Generatieve AI kan daarnaast op een nog veel fundamenteler niveau worden toegepast: de ontwikkeling van nieuwe materialen. Onder investeerders groeit de aandacht voor generatieve AI-bedrijven die de technologie inzetten om versneld nieuwe enzymen en materialen te ontwerpen. Op het gebied van duurzaamheid zijn er talloze mogelijkheden, zoals materialen die kunnen worden afgebroken zonder giftige bijproducten of materialen die CO2 aan zich kunnen binden.

Andere voorbeelden zijn groene brandstoffen voor vliegtuigen, filters die water zuiveren van gifstoffen en enzymen die plastic afbreken. Investeerders staken tot nu toe 85 miljoen dollar in jonge bedrijven in deze categorie en de vooruitzichten zijn veelbelovend. De focus van investeerders ligt nu vooral op bedrijven die gemanipuleerde proteïnen ontwerpen om specifieke functies uit te voeren. Onderzoeksbureau Gartner verwacht dat al in 2025 ruim 30 procent van de nieuwe materialen wordt ontdekt dankzij generatieve AI.

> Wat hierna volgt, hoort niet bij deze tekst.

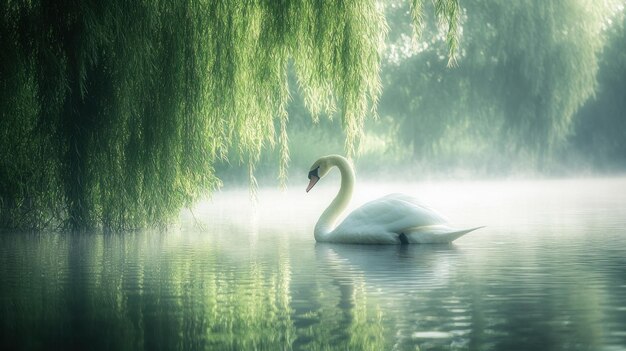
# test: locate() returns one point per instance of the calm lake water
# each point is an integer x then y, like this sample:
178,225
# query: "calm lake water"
547,273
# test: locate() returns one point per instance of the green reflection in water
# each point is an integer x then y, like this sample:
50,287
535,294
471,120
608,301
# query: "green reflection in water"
146,291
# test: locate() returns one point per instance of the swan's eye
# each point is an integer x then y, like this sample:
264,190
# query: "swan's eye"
314,173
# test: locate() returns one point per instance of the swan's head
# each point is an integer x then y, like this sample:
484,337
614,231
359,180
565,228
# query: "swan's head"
319,169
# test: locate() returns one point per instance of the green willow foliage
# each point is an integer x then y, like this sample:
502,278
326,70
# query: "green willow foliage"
113,113
524,69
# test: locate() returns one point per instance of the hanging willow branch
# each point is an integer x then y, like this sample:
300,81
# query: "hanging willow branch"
118,110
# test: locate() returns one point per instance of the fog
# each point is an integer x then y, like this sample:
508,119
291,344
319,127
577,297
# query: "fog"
525,98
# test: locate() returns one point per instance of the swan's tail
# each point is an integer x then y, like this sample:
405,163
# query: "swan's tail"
435,234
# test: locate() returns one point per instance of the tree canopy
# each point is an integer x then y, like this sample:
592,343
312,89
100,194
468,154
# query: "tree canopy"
524,70
113,113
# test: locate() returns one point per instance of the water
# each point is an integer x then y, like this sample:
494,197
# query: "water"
548,273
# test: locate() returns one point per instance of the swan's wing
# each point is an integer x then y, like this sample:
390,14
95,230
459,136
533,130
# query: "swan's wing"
395,213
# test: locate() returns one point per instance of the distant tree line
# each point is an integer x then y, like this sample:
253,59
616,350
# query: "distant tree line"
113,114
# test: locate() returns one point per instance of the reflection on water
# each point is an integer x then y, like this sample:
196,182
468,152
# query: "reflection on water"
548,273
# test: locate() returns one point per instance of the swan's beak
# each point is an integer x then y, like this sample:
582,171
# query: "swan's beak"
312,181
313,178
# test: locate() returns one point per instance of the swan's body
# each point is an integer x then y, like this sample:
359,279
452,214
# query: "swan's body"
393,219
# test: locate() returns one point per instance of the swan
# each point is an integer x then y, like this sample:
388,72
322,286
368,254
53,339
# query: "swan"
392,219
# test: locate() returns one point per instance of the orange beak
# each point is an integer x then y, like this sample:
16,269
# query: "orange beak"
312,181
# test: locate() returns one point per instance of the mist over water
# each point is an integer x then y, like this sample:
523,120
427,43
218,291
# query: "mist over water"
547,273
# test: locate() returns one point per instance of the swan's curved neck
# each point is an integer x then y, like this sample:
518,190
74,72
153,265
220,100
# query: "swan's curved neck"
327,220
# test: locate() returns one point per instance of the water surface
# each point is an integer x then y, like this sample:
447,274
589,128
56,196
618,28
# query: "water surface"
547,273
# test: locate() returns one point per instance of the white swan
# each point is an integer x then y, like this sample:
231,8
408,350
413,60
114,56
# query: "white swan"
393,219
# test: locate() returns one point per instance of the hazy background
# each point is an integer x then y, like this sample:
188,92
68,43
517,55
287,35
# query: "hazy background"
526,97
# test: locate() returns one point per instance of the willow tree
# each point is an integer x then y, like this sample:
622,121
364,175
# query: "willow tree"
523,70
114,112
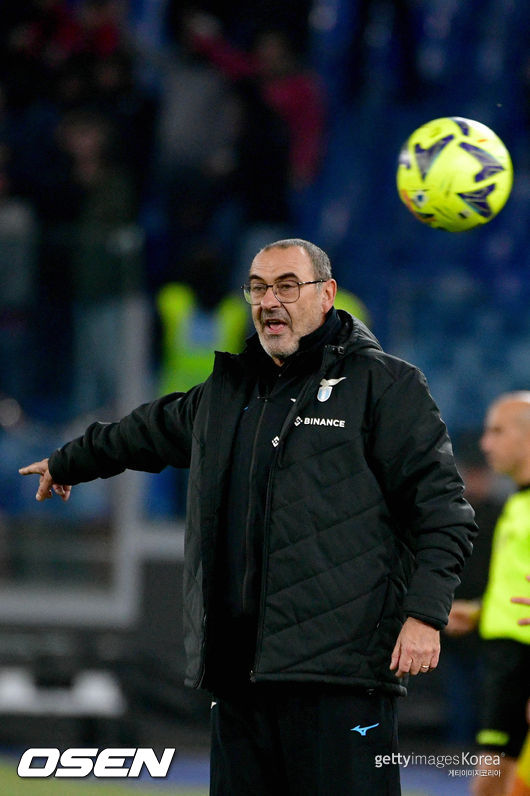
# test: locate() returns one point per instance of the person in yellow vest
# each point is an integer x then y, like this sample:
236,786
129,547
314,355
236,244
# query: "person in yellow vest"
506,644
521,785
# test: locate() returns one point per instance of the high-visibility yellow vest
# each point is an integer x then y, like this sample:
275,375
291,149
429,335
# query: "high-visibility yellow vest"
185,361
509,564
344,300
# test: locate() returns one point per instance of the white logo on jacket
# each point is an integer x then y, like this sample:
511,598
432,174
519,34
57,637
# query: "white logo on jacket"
326,386
320,421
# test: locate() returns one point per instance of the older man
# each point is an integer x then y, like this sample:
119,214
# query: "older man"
326,528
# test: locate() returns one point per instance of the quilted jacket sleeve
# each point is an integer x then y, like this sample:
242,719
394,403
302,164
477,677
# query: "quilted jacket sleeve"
414,461
152,436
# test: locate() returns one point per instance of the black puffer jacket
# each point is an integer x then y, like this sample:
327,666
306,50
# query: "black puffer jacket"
365,519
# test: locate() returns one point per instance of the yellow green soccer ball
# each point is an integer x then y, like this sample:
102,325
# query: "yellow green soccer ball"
454,174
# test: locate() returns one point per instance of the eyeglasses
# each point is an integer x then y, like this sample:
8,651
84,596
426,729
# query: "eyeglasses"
286,290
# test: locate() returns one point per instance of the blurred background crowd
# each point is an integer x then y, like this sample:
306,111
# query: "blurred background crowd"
147,150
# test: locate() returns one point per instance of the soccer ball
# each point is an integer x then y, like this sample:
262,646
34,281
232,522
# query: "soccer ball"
454,173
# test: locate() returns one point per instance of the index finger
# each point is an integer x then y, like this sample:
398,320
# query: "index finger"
37,468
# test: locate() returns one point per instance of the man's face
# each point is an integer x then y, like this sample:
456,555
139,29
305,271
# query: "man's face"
280,326
506,439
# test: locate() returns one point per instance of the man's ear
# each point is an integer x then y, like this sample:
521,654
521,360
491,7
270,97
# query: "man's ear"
329,291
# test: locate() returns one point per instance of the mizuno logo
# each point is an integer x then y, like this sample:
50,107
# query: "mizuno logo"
326,386
363,730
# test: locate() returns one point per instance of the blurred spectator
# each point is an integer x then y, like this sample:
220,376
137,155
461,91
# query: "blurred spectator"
194,151
281,133
18,230
197,316
460,669
131,110
286,86
88,202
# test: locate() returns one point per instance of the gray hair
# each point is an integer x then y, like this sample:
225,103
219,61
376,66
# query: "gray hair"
319,258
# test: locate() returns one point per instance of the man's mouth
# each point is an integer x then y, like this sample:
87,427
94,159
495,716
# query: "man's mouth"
274,325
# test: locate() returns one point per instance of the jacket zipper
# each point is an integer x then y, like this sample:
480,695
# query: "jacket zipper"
286,425
248,555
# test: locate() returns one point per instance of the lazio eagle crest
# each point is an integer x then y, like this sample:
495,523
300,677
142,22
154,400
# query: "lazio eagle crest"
326,386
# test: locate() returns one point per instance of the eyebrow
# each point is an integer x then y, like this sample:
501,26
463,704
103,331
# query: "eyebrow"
289,275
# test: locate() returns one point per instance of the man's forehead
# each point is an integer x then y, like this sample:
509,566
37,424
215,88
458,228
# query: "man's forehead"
293,261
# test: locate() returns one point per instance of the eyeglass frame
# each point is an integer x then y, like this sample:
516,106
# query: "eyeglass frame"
246,287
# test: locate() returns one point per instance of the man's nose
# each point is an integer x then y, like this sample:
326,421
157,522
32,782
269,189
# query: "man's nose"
269,299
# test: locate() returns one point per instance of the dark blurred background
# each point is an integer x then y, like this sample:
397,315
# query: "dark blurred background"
147,150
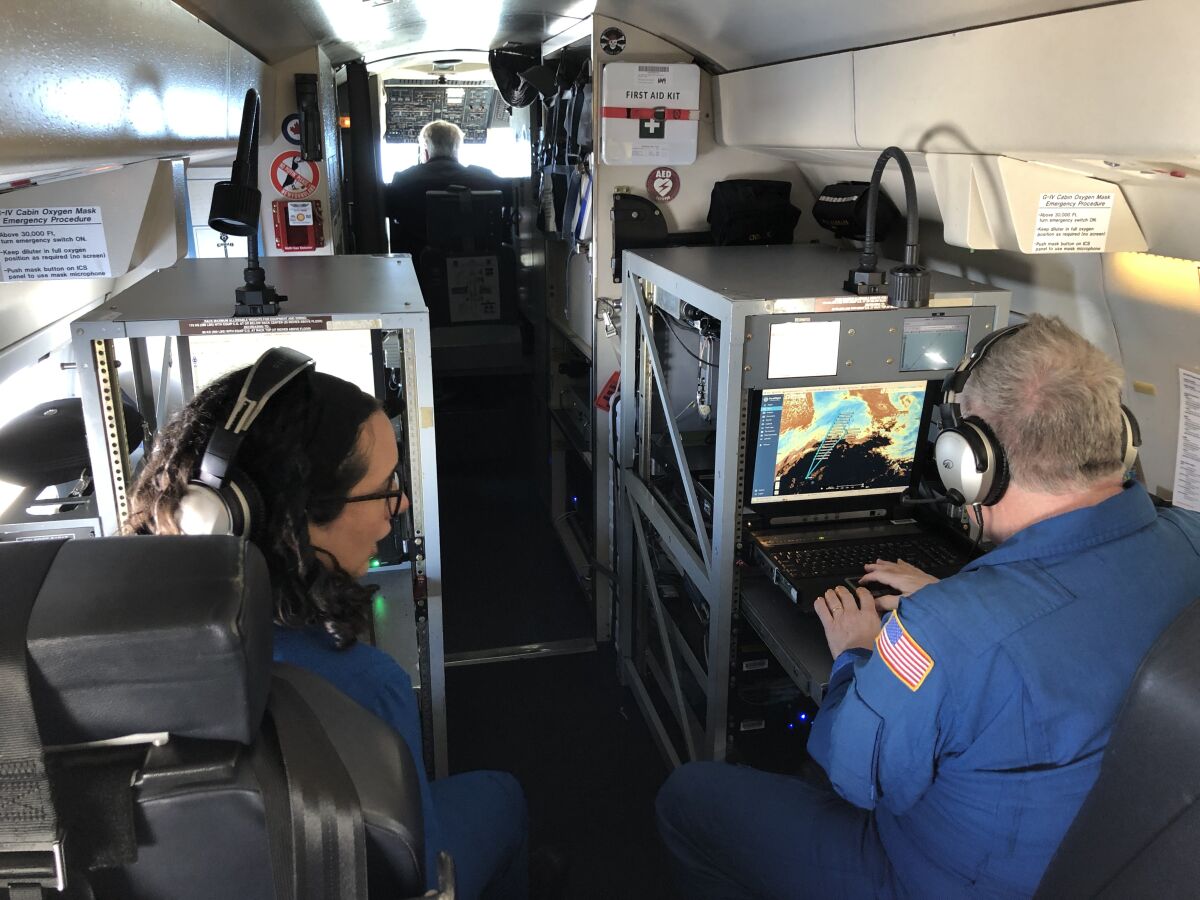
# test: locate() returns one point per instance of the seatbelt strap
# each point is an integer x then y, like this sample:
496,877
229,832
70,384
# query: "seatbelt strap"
468,221
30,840
328,834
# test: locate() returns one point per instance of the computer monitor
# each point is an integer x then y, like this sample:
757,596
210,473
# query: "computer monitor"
841,442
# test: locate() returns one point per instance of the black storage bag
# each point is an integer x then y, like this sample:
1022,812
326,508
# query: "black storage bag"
751,211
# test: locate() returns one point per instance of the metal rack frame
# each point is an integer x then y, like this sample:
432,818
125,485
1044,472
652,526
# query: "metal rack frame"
743,289
327,293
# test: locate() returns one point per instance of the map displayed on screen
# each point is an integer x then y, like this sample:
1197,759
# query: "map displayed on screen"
850,439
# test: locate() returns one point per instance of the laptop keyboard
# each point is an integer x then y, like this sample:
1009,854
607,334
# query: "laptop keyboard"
809,562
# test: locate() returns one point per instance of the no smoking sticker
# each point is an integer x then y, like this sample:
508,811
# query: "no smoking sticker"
294,178
663,184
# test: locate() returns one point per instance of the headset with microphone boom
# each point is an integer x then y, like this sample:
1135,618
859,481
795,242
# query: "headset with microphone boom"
970,459
221,499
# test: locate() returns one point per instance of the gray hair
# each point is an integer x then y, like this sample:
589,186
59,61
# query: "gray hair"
441,138
1054,401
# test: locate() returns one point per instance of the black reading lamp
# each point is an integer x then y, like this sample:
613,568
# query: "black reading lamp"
906,285
235,211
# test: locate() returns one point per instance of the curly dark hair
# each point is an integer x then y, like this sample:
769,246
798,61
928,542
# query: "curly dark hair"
299,453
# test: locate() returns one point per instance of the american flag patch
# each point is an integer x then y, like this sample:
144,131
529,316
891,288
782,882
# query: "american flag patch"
903,655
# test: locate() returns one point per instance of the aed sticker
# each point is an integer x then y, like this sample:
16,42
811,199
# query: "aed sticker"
299,214
663,184
612,41
291,129
294,178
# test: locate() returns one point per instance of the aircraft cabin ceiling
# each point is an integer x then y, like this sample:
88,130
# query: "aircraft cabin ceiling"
730,34
382,29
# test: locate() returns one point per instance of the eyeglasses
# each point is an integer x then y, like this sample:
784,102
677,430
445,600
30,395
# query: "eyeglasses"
393,496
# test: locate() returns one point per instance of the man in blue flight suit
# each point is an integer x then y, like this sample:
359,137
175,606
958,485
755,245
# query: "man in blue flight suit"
961,733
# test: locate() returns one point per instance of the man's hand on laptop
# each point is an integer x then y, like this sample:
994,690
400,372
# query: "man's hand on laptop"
850,619
903,577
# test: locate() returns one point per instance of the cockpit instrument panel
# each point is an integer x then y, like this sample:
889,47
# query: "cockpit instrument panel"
413,103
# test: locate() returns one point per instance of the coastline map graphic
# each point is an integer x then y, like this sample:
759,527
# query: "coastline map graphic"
846,438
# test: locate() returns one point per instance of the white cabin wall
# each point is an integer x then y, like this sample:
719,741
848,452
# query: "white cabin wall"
1098,93
96,94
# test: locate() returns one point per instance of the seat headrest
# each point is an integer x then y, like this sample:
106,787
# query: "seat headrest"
148,634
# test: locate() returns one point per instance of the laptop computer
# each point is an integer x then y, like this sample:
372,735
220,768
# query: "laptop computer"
828,468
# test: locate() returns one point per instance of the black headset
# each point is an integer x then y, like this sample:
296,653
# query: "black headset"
970,459
221,499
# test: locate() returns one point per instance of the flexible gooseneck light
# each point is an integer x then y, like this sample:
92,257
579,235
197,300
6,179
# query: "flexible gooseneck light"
906,285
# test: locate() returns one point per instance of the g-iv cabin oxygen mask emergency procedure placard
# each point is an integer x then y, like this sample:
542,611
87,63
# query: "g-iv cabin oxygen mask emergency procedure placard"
52,243
649,114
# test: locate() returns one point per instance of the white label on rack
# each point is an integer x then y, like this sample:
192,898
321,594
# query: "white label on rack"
803,349
1187,459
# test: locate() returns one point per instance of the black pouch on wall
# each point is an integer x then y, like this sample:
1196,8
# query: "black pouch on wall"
751,211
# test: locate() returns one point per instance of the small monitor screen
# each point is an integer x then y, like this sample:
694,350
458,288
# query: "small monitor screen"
346,354
845,441
934,342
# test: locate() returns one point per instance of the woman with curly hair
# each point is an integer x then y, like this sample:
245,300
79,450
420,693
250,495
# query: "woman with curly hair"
323,457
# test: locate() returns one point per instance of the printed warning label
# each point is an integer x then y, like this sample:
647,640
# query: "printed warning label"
1072,222
474,288
253,324
52,243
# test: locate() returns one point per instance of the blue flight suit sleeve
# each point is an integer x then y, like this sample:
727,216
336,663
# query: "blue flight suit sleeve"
875,736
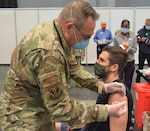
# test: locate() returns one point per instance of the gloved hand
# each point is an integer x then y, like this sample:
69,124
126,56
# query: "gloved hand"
115,87
117,109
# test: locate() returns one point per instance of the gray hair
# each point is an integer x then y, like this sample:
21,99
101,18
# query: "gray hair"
78,11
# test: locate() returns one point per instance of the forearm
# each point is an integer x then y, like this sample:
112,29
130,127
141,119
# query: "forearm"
118,124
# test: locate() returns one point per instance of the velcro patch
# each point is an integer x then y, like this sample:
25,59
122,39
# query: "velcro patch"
50,80
55,92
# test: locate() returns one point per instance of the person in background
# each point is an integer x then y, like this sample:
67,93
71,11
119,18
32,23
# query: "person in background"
127,40
143,39
102,37
79,55
35,92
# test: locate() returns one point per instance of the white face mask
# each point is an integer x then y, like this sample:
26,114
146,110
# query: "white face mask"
124,30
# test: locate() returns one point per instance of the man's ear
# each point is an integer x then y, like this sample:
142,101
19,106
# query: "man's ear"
69,26
114,67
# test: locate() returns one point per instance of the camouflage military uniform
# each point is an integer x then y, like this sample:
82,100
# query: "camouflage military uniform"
35,93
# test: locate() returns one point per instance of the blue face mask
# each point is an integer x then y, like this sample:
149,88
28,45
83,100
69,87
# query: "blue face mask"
147,27
81,45
124,30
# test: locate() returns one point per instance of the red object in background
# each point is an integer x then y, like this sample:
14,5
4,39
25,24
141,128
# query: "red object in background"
124,46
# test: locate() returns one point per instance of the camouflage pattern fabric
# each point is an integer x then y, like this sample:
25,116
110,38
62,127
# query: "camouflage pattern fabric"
35,93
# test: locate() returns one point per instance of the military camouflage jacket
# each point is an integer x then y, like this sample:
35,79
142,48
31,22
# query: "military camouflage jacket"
35,93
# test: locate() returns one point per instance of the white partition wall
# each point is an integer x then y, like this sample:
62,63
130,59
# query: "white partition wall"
91,55
48,14
15,23
7,35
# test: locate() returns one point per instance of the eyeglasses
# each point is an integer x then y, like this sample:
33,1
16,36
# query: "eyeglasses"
125,26
84,36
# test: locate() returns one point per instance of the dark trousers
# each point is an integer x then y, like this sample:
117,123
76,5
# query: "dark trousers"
142,58
99,49
127,74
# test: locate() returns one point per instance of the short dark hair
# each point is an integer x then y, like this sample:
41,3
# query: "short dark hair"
117,56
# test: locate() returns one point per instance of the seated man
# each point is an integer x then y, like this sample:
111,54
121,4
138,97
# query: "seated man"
111,61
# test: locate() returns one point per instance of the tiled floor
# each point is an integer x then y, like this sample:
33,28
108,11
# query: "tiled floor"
77,93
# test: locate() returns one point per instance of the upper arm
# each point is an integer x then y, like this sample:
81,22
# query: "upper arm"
118,124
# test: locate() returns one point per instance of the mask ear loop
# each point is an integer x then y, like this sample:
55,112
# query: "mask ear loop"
71,17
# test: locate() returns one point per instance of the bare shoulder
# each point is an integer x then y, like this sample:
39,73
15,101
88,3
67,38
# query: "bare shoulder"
116,97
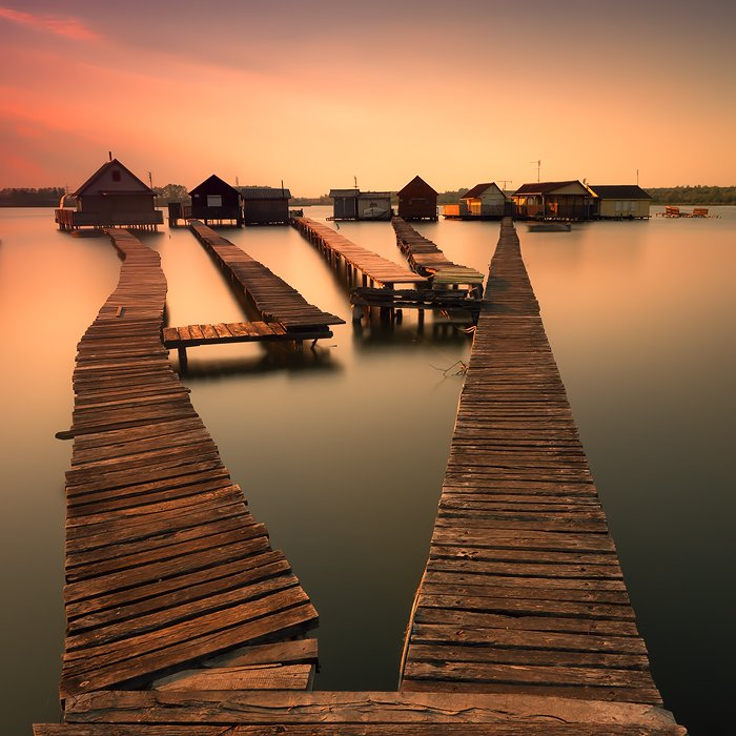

Generatieve AI is volgens ABN AMRO een schoolvoorbeeld van de ‘twin transition’. Dit begrip verwijst naar de digitale transitie en duurzaamheidstransitie die tegelijkertijd plaatsvinden en op elkaar inwerken. Zo presteren bedrijven die verder zijn op het gebied van digitalisering beter op het gebied van duurzaamheid. Ook levert AI een positieve bijdrage aan de Sustainable Development Goals van de Verenigde Naties. De bank benadrukt dat voor de ontwikkeling van AI echter óók een prijs wordt betaald.

vrijdag 15 december 2023

Groene labels te verwarrend

Er moeten strengere regels en betere handhaving komen om greenwashing tegen te gaan. Die oproep doet de Consumentenbond samen met andere consumentenorganisaties wereldwijd. Uit internationaal onderzoek blijkt dat consumenten die milieuvriendelijke producten willen kopen, vastlopen in een wildgroei aan verwarrende groene labels en valse claims.

De internationale koepels voor consumentenorganisaties, BEUC en ICRT, vroegen 12.000 consumenten in onder meer Europa, de Verenigde Staten en Australië naar hun ervaring met greenwashing. Ook vroegen ze aan hen hoe dit zou moeten worden aangepakt. In Nederland werden 1000 consumenten ondervraagd.  84 procent van hen zegt regelmatig te letten op milieu-informatie bij het kopen van producten of diensten. Maar bijna twee derde vindt dat er te veel groene labels en logo’s zijn, die vooral bedoeld lijken voor marketing. Zij vinden het lastig om te beoordelen of milieuclaims kloppen.

Ook weten consumenten vaak niet aan welke voorwaarden een bedrijf moet voldoen om een groen label te gebruiken. Zo denkt een meerderheid van de ondervraagden dat de claim ‘CO2-neutraal’ betekent dat producten gemaakt zijn zonder CO2-uitstoot. Maar vaak is dat niet zo. En 9 van de 10 mensen denkt dat bedrijven die CO2-claims gebruiken, wettelijk verplicht zijn om hun uitstoot te verminderen. Maar dat is niet zo.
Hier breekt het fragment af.